И в это мгновение мелькнуло сильное, длинное тело — Сатана кинулся на милиционера. Донис оторвал правую руку от автомата, инстинктивно защищая лицо, и собачьи клыки вонзились ему в руку. Почти в то же мгновение в грудь Дониса воткнулся финский нож. Наклонившись над поверженным врагом, великан смотрел, как бледнеет и гаснет синева в глазах...
Всплеснулась вода в реке.
— Сатана, пес мой, золотой мой пес! — Эти слова Дирик произнес почти со слезой в голосе. Он отер лоб и заторопился: повесил на шею свой автомат, поднял зеленые варежки, пристально оглядел берег и быстро пошел прочь. Сатана следовал по пятам, возбужденно дыша, вывалив красный язык.
Когда человек и собака были уже глубоко в лесу, Дирик еще раз пристально посмотрел на своего спасителя.
— Сатана, — шептал он, — ну каким же ты чудом вырвался как раз в нужную минуту? Есть все-таки бог на небесах, а? Сегодня ты обскакал меня, ничего не скажешь... Век буду помнить...
Действительно: как Сатана вырвался на волю? Дирику казалось, что из той пристройки даже человеку не уйти, не то что собаке. Или кто-нибудь из Зелтыней все-таки попробовал занести собаке еду и был сбит с ног? А может, Сатана прорыл себе ход под фундаментом?

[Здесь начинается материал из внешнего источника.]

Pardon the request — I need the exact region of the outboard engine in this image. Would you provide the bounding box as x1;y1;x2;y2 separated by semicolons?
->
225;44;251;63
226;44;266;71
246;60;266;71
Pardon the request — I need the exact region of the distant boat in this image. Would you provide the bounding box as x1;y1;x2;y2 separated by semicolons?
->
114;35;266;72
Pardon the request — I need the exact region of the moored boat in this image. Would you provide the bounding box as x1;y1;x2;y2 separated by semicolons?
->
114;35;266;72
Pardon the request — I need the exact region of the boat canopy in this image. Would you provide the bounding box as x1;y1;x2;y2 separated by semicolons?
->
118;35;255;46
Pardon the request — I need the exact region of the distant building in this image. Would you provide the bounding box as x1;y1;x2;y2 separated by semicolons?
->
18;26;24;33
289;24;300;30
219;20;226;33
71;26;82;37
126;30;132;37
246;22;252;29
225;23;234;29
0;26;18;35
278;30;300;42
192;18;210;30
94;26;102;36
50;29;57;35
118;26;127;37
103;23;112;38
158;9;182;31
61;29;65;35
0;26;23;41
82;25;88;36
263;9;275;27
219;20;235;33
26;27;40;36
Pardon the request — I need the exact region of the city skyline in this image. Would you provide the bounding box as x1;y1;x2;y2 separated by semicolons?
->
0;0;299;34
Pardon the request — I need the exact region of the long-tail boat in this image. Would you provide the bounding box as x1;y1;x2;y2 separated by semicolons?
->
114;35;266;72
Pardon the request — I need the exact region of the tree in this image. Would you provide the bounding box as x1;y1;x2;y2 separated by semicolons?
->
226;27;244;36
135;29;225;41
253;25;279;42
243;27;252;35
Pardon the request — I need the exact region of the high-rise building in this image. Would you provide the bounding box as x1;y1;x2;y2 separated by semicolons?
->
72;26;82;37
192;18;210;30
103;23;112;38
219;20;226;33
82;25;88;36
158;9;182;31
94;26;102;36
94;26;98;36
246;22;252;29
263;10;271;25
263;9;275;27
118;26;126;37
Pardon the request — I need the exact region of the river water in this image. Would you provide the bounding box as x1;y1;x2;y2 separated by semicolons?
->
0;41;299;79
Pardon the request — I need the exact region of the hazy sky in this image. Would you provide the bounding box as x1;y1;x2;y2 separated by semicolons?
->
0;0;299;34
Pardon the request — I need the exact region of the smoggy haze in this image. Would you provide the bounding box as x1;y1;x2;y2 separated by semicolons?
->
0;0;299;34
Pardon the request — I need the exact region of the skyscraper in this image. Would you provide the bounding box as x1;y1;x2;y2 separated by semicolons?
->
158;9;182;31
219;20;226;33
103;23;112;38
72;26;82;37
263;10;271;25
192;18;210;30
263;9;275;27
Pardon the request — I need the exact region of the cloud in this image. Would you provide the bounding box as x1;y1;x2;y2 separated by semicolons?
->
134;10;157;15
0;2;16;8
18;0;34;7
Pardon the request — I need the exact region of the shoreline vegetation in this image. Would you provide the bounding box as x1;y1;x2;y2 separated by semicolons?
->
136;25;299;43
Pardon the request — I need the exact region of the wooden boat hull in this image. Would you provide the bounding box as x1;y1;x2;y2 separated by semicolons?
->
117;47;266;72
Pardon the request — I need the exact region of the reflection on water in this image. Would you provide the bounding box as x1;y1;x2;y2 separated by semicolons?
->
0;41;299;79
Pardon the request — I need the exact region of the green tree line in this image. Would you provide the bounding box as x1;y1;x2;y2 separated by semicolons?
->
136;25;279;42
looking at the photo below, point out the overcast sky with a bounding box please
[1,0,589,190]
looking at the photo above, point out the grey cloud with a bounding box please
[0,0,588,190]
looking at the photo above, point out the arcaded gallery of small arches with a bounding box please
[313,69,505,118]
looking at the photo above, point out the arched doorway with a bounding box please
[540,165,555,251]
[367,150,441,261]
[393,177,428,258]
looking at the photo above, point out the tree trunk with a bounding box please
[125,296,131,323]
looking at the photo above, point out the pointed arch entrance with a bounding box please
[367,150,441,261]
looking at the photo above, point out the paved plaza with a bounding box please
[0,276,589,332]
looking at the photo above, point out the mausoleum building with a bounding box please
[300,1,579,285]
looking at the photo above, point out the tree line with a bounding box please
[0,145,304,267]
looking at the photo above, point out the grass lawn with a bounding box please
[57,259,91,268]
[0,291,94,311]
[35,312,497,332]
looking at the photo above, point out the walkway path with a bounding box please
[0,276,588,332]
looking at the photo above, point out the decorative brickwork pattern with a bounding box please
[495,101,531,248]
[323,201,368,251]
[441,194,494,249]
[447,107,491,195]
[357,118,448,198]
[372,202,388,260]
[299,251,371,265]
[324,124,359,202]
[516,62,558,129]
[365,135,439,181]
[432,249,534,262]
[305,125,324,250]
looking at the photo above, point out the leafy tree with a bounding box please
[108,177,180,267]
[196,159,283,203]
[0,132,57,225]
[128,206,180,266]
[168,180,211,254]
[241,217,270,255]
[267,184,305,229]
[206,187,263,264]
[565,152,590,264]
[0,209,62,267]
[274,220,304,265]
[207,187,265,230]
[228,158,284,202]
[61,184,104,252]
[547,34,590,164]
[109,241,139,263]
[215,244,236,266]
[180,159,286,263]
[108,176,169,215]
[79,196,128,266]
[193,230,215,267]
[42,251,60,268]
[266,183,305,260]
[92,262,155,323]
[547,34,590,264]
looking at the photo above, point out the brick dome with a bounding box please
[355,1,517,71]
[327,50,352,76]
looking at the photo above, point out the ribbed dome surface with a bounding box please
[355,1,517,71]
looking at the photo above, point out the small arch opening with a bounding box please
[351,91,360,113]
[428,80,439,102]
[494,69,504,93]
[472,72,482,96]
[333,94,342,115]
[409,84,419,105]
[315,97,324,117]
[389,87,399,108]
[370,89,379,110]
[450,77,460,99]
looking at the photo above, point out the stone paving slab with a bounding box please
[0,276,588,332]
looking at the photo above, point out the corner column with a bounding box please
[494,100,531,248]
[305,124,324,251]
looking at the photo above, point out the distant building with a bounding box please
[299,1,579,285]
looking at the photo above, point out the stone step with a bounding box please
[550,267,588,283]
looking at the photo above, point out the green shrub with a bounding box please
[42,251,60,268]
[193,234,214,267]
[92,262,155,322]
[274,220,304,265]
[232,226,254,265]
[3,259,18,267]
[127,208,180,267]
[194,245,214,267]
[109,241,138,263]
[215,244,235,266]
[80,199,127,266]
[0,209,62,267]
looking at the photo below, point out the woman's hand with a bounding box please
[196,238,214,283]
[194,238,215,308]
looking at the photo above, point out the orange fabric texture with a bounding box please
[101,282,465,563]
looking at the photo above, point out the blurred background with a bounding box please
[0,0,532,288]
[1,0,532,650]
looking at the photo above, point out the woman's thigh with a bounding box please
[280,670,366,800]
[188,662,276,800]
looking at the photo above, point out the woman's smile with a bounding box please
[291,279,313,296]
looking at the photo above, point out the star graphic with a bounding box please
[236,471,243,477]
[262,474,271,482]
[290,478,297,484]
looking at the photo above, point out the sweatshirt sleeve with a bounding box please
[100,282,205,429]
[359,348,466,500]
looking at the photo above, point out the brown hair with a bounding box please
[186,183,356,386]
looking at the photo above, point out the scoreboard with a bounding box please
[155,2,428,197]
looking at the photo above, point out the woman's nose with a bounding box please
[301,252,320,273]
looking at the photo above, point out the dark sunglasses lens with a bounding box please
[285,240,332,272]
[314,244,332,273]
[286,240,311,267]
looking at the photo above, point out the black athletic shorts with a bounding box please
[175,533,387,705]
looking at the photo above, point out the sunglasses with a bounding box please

Об этом можно было только гадать, но гадать не было смысла, надо было подумать о более важных вещах. Что теперь делать? Предатель ли Зелтынь? Это сейчас главное. У кого спросить? Впрочем, рассуждая логически, если бы милиционер от кого-то узнал о местонахождении Дирика, он не стал бы гоняться за ним в одиночку. Ни в коем случае! Взял бы с собой вооруженных помощников. И потом, если б Зелтынь хотел предать, ему проще всего было бы напустить парней из милиции на Дирика ночью, и его без всякого шума взяли бы прямо в Колосьях... Нет, подозрения против Зелтыня отпадают, и, значит, по полученному от него адресу можно идти смело. А куда же еще пойдешь без продуктов? Перебираться в другой уезд, к другим людям гораздо сложнее, и вряд ли у него хватит сил на такой переход.
То ли от ужасающего напряжения, от всего пережитого утром, то ли из-за болезни Дирик опять почувствовал слабость, был весь в поту, голова казалась пустой и гулкой, как после большой пьянки.
— Тьфу ты, из-за этой заварухи мы с тобой чересчур забрались в чащобу, — пробормотал он. — Пока доберемся до обещанной крыши над головой, уже стемнеет.
Дирик вернулся к реке на полкилометра ниже того места, где он расправился с милиционером, и пошел дальше по берегу. Река, та самая река, Зельмин хутор. Дирик решил пройти мимо, взглянуть хоть издали. Теперь там устроена конно- и машинопрокатная станция, живут посторонние люди...
Проходя в темноте мимо знакомого дома, он остановился, посмотрел издали на освещенные окна, за которыми двигались люди. Дирика охватила лютая ненависть к этим незнакомым людям — рука машинально шарила у пояса, где он раньше всегда носил гранаты. Кинуть бы парочку таких гостинцев в светлые окна, узнали бы... Гранат не было, он сам утопил их в трясине. Тьфу! Ничего, когда-нибудь он сюда вернется и выкурит всех гадов из Зельминого дома. Неутолимая злоба жгла, иссушала его беспощадно, как боль под ложечкой. Дирик плюнул и зашагал дальше.